Я не нравилась ей. Она ощущала мое равнодушие к предкам, ее раздражала моя восторженность. Еще в то первое свидание она спросила меня: «А зачем ты сюда приехала?» Я задохнулась от изумления. Как это зачем? Чтобы жить на родине! Чтобы не быть эмигранткой! Русский человек дома должен жить, а не у французов, у американцев, у китайцев! И потом — здесь не только наша родина. Россия построила социализм, эта первая в мире страна… Начала я пылко, но под взглядом Екатерины Александровны стала увядать, хотя меня не прерывали, а когда я умолкла, было сказано: «Хорошо. Беги. Будешь писать матери — кланяйся!»

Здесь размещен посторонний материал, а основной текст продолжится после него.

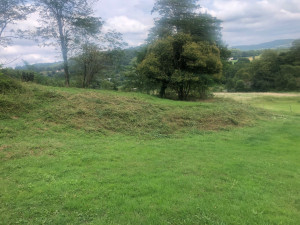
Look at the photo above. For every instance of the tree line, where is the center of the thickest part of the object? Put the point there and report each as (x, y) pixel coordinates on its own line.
(184, 55)
(273, 70)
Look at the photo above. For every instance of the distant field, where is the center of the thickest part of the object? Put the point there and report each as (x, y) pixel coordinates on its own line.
(73, 156)
(280, 102)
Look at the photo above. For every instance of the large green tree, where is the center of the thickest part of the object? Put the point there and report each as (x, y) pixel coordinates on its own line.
(181, 64)
(66, 23)
(184, 16)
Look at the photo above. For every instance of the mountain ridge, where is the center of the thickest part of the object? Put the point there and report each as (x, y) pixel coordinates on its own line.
(282, 43)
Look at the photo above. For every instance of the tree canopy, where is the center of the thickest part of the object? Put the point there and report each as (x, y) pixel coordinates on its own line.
(66, 23)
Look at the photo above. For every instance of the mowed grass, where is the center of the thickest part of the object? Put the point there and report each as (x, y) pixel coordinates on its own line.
(61, 164)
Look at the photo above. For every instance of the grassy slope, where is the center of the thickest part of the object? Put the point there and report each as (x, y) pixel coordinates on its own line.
(116, 159)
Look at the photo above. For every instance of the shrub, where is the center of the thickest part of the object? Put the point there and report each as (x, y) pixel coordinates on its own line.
(9, 85)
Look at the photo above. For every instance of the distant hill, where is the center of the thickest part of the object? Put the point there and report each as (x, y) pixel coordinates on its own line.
(39, 67)
(284, 43)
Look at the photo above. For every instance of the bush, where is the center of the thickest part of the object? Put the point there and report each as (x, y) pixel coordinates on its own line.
(27, 76)
(8, 84)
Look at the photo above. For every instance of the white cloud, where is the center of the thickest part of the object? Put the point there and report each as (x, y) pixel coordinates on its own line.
(244, 22)
(125, 25)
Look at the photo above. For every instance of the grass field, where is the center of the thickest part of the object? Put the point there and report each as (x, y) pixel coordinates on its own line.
(72, 156)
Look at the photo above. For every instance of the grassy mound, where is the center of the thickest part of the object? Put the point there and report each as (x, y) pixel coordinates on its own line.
(126, 113)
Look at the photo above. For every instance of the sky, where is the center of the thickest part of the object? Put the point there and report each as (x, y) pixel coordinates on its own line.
(244, 22)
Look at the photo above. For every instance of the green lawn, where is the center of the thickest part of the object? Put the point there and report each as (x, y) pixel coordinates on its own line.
(54, 171)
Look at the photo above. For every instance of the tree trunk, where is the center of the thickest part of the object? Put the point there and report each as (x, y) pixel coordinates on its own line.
(163, 88)
(64, 50)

…Сохранив светлый разум, Екатерина Александровна дожила до девяноста лет и тихо скончалась в той самой комнате. Я не могла не испытывать уважения к этой старухе, независимой, не согнувшейся, работавшей чуть не до последних дней своей долгой жизни, хотя и называла ее про себя «каретой прошлого»… Случайно я подслушала как-то ее разговор с тетей Инной: та похвасталась, что я на круглые отлично сдала экзамены за первый курс Литинститута. «Способности явно в Воейковых, — констатировала Екатерина Александровна. — Ну а ум — в отца. И легкомыслие в него же».
В этом доме было что-то много комнат и много жильцов. Из них кроме Булыгиной запомнилась мне Зинаида Михайловна Гагина, бывший член Петербургского теософского общества. Ей и тогда уже было за восемьдесят. Маленькая, худенькая, в просторных не то платьях, не то халатах, и — белые, пышные, стриженые волосы, как нимб вокруг головы. На сморщенном личике выражение доброй ко всем расположенности, доброта эта светилась и в больших голубых глазах, впрочем, в них и безумие угадывалось. Она смутно воспринимала окружающее. Меня, например, упорно считала восемнадцатилетней, как я ей ни втолковывала, что давно этот возраст миновала… В погожие летние дни она любила сидеть в саду дяди Вани. Его веранда выходила на клочок земли, отгороженный забором от двух переулков. Этот уголок дядя Ваня превратил в цветущий сад: молодые деревья, кусты сирени, черемуха, клумба с цветами, дикий виноград. Летом все это шелестело, благоухало, изумляло прохожих. Зинаида Михайловна просиживала там часами: руки на коленях, глаза устремлены ввысь к верхушке сиреневого куста, на лице мир, тишина, покой. Иногда она что-то шептала. Молилась? Разговаривала с цветами, с кустами? За ней являлась домашняя работница Герье, эдакая нянюшка, круглая, уютная, в белом переднике, и говорила: «Пожалуйте в комнату, вам кушать принесли».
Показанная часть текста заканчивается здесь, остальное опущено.